Y todavía hay otro parecido más entre el testimonio de los evangelistas que registran por escrito lo sucedido y el de los porqueros incrédulos. Y es que, los testimonios de ambos constituyen una invitación a que testigos y oyentes examinen lo ocurrido y se dejen afectar interiormente por el fenómeno que han presenciado. De esta manera estarían dando oportunidad para que la fe empezara a echar raíces en sus corazones.
Los testigos contaron lo que habían visto: “Cómo le había ido al que había tenido el demonio, y lo de los cerdos”. Estas son las dos cosas sobre las que informaron. Conocían desde hacía tiempo al hombre que había sido sanado y pudieron constatar que ahora se encontraba en su juicio cabal. Esto era algo maravilloso para ellos. Pero no acertaban a darse una explicación. Conocían el estado anterior del hombre, y el actual. Pero no sabían cómo había pasado de uno a otro.
Los testigos no eran creyentes cristianos ni judíos, y no sintieron que lo ocurrido pudiera tener algo que ver con ellos mismos. Seguramente se preguntaron por el significado de todo aquello, pero no se preguntaron ¿qué significa esto para mí? No comprendieron que aquello era una invitación personal para que pudieran creer en Jesús. Simplemente, contaron lo que habían visto, y de esta manera hacían que sus oyentes se hicieran preguntas y que ellos mismos buscaran también de darse una respuesta personal.
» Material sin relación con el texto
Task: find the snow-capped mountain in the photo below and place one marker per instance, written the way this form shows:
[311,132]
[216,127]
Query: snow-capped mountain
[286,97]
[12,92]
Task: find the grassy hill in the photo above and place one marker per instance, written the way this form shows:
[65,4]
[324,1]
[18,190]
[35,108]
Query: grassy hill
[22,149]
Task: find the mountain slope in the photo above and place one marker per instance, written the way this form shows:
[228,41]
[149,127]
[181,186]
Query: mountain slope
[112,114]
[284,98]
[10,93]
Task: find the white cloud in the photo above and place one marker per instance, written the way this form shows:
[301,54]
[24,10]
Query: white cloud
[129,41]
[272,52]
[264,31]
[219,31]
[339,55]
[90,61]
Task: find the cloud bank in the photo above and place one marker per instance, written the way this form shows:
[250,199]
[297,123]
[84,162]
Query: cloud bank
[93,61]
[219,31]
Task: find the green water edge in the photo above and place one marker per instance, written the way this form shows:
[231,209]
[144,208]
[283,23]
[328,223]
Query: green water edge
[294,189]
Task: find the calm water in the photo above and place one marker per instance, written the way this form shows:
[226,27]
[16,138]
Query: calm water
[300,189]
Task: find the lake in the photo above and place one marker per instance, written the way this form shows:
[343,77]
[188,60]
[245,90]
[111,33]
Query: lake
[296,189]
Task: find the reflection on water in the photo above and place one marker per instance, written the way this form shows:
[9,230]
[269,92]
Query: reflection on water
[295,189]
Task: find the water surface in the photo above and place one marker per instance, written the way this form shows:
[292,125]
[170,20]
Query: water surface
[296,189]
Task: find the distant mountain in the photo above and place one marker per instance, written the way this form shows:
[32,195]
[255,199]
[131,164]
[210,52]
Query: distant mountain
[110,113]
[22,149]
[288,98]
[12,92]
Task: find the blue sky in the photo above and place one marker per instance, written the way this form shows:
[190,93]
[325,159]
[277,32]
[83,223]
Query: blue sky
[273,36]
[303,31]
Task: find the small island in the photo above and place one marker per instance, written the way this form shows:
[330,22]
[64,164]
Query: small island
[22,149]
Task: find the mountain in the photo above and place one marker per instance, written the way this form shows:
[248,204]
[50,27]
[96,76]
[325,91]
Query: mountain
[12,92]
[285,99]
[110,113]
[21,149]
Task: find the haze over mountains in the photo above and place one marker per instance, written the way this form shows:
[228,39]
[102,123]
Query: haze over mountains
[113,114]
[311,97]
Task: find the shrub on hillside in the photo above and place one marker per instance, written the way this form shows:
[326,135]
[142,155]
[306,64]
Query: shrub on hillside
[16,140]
Contaron lo que no habían creído y no se habían apropiado personalmente, pero lo relatado provocaba preguntas en los oyentes. Esta es la fuerza del testimonio. Y así ocurre también cuando los cristianos damos testimonio de nuestra fe. Nuestros oyentes se hacen preguntas. Y estas preguntas serán, en ocasiones, la semilla para la nueva fe.
Contaron también lo de los cerdos. Indudablemente una gran pérdida económica. Hoy un cerdo vivo vale en España entre ochenta y cien euros, por lo que el valor de la piara ascendería a unos ciento sesenta mil o doscientos mil euros. Una cantidad considerable. Y toda esta pérdida para que Jesús salvara a un solo hombre. A muchos lectores la sanidad del poseído les trae sin cuidado, ante la enorme pérdida económica que han tenido que sufrir personas ajenas. Les parece escandaloso que Jesús inflija semejante pérdida a gente que no conoce y que la correspondencia entre beneficio, liberación del poseído, y las pérdidas, dos mil cerdos ahogados, no tengan proporcionalidad. Bueno, este es el criterio de los incrédulos, pero los cristianos sabemos valorar la salvación de una sola persona. Y para Jesús la salvación de un individuo vale más que el mundo entero.
Curiosamente, los gergesenos afectados por la pérdida no reparan en ella. Creen que todavía perderán más si Jesús continua en su región. Así que la dan por buena a cambio de que Jesús abandone sus tierras para siempre.
En cuanto a los lectores que todavía consideran excesiva las pérdidas para tan pírrico beneficio, les diremos que los cerdos ahogados todavía son útiles para hacer chacina, con lo cual las pérdidas quedarían considerablemente mitigadas.
Al final, cada cual a los suyo: unos al seguimiento de Jesús y otros a hacer chacina. Unos al Espíritu y otros a la carne.